Sunday, May 23, 2021

I worked at the Clark’s Station for a short time they were talking about.

 

7. The Milky Way


(PHOTO: Courtesy of John Eastberg)

One of three Milky Way restaurants opened by Arthur Richter, the Port Washington Road Milky Way is the only one that has something of an international profile. That’s because Tom Miller, who graduated from nearby Nicolet High School in 1958, was a regular at the drive-in. And when "Happy Days," the TV show that Miller created, launched on ABC-TV in January 1974, it brought Arnold’s (later Al’s) Drive-In into homes across the world.

Though some in Milwaukee claim Leon’s was the inspiration for Arnold’s, others say it was the Pig’n Whistle. Both are wrong. The Milwaukee Journal of Jan. 12, 1986, settled the matter:

"According to Miller, it was the Milky-Way (sic), and only the Milky-Way. And that’s only logical, because the Milky-Way was the place where all the North Shore 'kaleeges' (high schoolers bound for college) congregated. Miller was one of them.

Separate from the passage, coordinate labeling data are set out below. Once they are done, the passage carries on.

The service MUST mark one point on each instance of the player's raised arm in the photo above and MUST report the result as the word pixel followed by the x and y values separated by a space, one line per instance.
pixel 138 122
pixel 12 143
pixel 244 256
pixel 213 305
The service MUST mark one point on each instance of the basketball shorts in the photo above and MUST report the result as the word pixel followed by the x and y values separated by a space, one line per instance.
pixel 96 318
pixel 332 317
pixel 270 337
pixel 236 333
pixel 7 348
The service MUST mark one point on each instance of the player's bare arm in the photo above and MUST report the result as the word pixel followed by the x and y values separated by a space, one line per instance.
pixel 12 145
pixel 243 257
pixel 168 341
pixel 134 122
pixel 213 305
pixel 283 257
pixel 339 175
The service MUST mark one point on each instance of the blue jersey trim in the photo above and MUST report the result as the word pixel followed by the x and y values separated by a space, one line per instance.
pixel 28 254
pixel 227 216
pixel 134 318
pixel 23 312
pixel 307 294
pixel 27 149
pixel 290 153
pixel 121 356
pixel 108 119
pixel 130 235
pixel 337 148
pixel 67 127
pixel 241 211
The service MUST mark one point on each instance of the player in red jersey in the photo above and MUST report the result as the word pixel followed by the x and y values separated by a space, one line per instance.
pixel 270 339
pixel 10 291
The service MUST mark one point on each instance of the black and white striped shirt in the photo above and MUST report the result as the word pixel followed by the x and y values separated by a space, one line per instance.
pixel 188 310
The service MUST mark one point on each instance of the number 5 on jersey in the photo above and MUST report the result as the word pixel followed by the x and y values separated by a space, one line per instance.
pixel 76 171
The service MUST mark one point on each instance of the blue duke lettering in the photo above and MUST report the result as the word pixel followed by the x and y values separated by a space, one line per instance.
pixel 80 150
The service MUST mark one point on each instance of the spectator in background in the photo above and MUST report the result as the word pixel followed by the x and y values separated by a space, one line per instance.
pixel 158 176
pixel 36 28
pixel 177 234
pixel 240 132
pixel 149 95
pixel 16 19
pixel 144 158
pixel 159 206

Across the street next to the old Clark station was the Redwood, where the 'hoods,' the ducktailed, leather-jacketed guys, hung out."

That was the social atmosphere in which Miller spent his teen years, and it was those experiences that he drew upon when he concepted "Happy Days."

"Arnold’s is really a compilation of everybody’s recollections of the drive- in of the ’50s," Miller told the Journal in 1977. "It’s just that the Milky Way was closest to me when I grew up on Bay Ridge (Avenue)."

At the dawn of the 1940s, Richter was working as a machinist and living on West Capitol Drive. He also briefly ran a candy shop on 37th and Vliet called Richter's Marzipan and candy.

By 1943, he’d opened the Milky Way roadside stand next door to his home, at 6317 W. Capitol Dr., and within five years, he had added the location that would later inspire the Fonz’s hangout. The original location appears to have closed by around 1956. Karl Kopp says his mom, Elsa, got her start in custard working at the Milky Way and, for a time, running the Capitol Drive shop, before she opened her own place in 1950.

A third location, at 418 N. Lovers Lane Rd. in Wauwatosa – now the intersection of Bluemound and Mayfair Roads – operated until about 1958.

One of the Milky Way’s most beloved concoctions was the Dusty Twin, a double-barreled version of the malty dusty road: two scoops of vanilla custard in a reusable turquoise plastic boat, with hot fudge and malt powder, with two generous dollops of whipped cream and a pair of cherries (one atop each dollop).

In 1959, Richter’s son-in-law, Dick Chiappa, took over the business. The Milky Way’s run ended in November 1977, and immediately after, Kopp’s moved in and started building a new custard legacy on the site that continues today.